Der Kläger begehrt die Feststellung der Schadensersatzpflicht aus einem behaupteten Vermögensverwaltungsvertrag.

Die Beklagte, insbesondere deren Mitarbeiter M, beriet den Kläger in der Vergangenheit über einen Zeitraum von rund 20 Jahren hinweg, vor allem in Versicherungsangelegenheiten.

Der selbständig tätige Kläger war seit Ende 2005 auf der Suche nach einer Altersversorgung. Der Mitarbeiter der Beklagten und Zeuge M stellte dem Kläger in diesem Zusammenhang verschiedene Versicherungsprodukte vor, ohne dass sich der Kläger für ein konkretes Produkt entscheiden konnte. Dieser wollte mit den ihm zur Verfügung stehenden liquiden Mittel seine Altersversorgung sicherstellen. Der Mitarbeiter der Beklagten M stellte fest, dass keines der von ihm vorgeschlagenen Renten- oder Lebensversicherungsprodukte die Bedürfnisse des Klägers nach hoher Rendite und kurzer Laufzeit erfüllen könnte.

Vor diesem Hintergrund verwies Ende 2006 der Mitarbeiter der Beklagten M im Gespräch mit dem Kläger in einer Art und Weise, die zwischen den Parteien streitig ist, auf die Anlagemöglichkeit bei einem gewissen Rechtsanwalt S, der hauptberuflich Rechtsanwalt sei, aber nebenbei auch kurzfristige Kapitalanlagen zu guten und individuell auszuhandelnden Festzinsen anbieten würde. Über die nähere Art der Anlage sprachen der Kläger und der Zeuge M nicht, allerdings würden nach den Angaben des Zeugen M die Beklagte bzw. ihre Mitarbeiter dort selbst anlegen.

In der Folgezeit legte auch der Kläger in einem Umfang Gelder bei Rechtsanwalt S an, der zwischen den Parteien streitig gewesen ist.

Rechtsanwalt S starb im Mai 2014. Über den Nachlass ist ein Insolvenzverfahren eröffnet, in welchem einer Masse von rd. 400.000 € Forderungen gegenüberstehen im Umfang von über 8 Mio. €.
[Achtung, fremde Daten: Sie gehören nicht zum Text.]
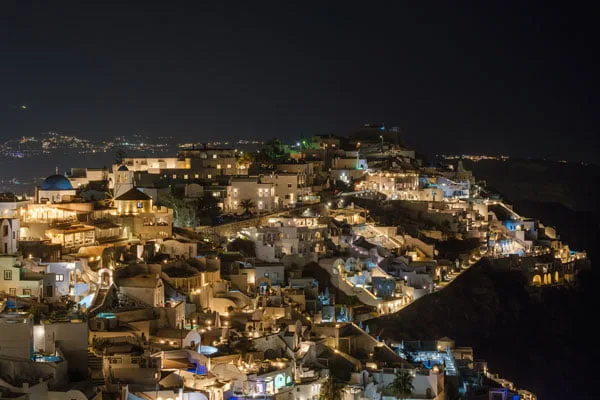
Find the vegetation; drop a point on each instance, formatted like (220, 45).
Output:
(120, 155)
(402, 385)
(184, 212)
(247, 205)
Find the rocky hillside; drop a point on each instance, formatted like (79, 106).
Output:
(539, 338)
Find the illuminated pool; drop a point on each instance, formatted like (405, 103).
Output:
(41, 358)
(106, 315)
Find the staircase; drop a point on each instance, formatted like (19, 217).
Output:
(95, 368)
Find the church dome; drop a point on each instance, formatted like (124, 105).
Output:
(56, 182)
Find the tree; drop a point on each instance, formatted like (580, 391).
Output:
(120, 156)
(244, 161)
(184, 213)
(402, 384)
(247, 204)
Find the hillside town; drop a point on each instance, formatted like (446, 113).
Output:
(218, 273)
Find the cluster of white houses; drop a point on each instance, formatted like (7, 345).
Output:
(102, 298)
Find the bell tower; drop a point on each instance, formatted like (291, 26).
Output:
(123, 180)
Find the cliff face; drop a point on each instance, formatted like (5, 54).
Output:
(539, 338)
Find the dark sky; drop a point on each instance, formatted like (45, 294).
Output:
(510, 78)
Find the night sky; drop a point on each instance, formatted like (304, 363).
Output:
(474, 78)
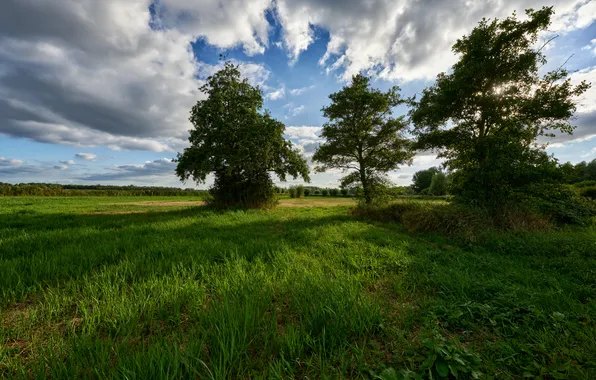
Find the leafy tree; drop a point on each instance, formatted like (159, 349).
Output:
(438, 185)
(361, 136)
(485, 116)
(237, 142)
(423, 178)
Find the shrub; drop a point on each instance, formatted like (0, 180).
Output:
(292, 192)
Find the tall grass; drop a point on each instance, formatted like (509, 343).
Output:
(89, 291)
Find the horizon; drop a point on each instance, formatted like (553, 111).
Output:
(108, 101)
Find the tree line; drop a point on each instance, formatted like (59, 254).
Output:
(51, 189)
(483, 118)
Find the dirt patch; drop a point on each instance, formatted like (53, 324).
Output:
(117, 212)
(162, 204)
(316, 203)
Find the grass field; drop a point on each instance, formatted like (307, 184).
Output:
(147, 288)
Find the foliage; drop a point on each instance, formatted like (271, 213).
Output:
(361, 136)
(293, 192)
(238, 143)
(56, 190)
(496, 105)
(422, 179)
(438, 185)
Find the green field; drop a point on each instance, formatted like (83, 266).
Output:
(146, 288)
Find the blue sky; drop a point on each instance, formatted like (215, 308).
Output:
(99, 92)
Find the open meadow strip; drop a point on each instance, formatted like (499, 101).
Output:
(189, 292)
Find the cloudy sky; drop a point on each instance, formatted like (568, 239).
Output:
(99, 91)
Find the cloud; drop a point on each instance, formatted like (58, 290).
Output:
(159, 168)
(299, 91)
(86, 156)
(97, 67)
(277, 94)
(403, 40)
(591, 46)
(7, 162)
(293, 110)
(303, 132)
(256, 73)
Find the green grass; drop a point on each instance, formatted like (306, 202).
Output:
(110, 288)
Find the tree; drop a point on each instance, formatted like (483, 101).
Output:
(438, 185)
(423, 178)
(361, 136)
(237, 142)
(485, 116)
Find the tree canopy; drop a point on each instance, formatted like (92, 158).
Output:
(361, 136)
(485, 116)
(238, 143)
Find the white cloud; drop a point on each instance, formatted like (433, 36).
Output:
(86, 156)
(299, 91)
(303, 132)
(5, 162)
(277, 94)
(293, 110)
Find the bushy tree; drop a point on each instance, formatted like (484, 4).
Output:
(237, 142)
(486, 114)
(293, 192)
(438, 185)
(361, 136)
(423, 178)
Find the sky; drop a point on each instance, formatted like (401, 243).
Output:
(100, 91)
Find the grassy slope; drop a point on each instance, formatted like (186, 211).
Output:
(294, 292)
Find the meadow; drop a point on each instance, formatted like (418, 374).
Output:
(149, 288)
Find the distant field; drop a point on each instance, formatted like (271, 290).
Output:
(146, 288)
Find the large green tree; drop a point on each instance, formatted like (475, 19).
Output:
(362, 137)
(485, 116)
(241, 145)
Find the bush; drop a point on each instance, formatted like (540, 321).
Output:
(461, 221)
(292, 191)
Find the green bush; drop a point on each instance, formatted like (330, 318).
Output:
(292, 191)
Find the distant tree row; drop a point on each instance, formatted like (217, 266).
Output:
(483, 118)
(50, 190)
Der Kläger behauptet, der Zeuge M habe ihm die Anlagemöglichkeit bei Herrn S als absolut sicher, geeignet für seine Bedürfnisse, vertrauenswürdig und seriös empfohlen. Der Zeuge M habe außerdem darauf hingewiesen, dass der Kontakt zu Herrn S nur über die Beklagte laufen könne. Der Zeuge M habe eine Rendite von 8 % in Aussicht gestellt.

Nachdem er, der Kläger, mit Herrn M in mehreren Telefonaten die Anlage bei Herrn S besprochen habe, habe der Kläger im Februar 2007 erstmals die Mindestanlage von 10.000,00 € an S überwiesen. Zuvor habe der Kläger ein Vertragsformular zusammen mit einem Anschreiben der Beklagten erhalten, in dem ihm aufgegeben worden sei, das Vertragsformular zu vervollständigen und das Formular an die Beklagte zurückzusenden, was er auch getan habe. Die Anlagesumme habe er auf das Konto von Herrn S (dessen Kontonummer genannt gewesen sei) überweisen sollen, was er ebenfalls getan habe. Wegen der Einzelheiten des Inhalts der jeweiligen Vertragsformulare wird auf die in Kopie vorgelegten Dokumente (Anlage K3, Bl. 2 ff. SH I) Bezug genommen.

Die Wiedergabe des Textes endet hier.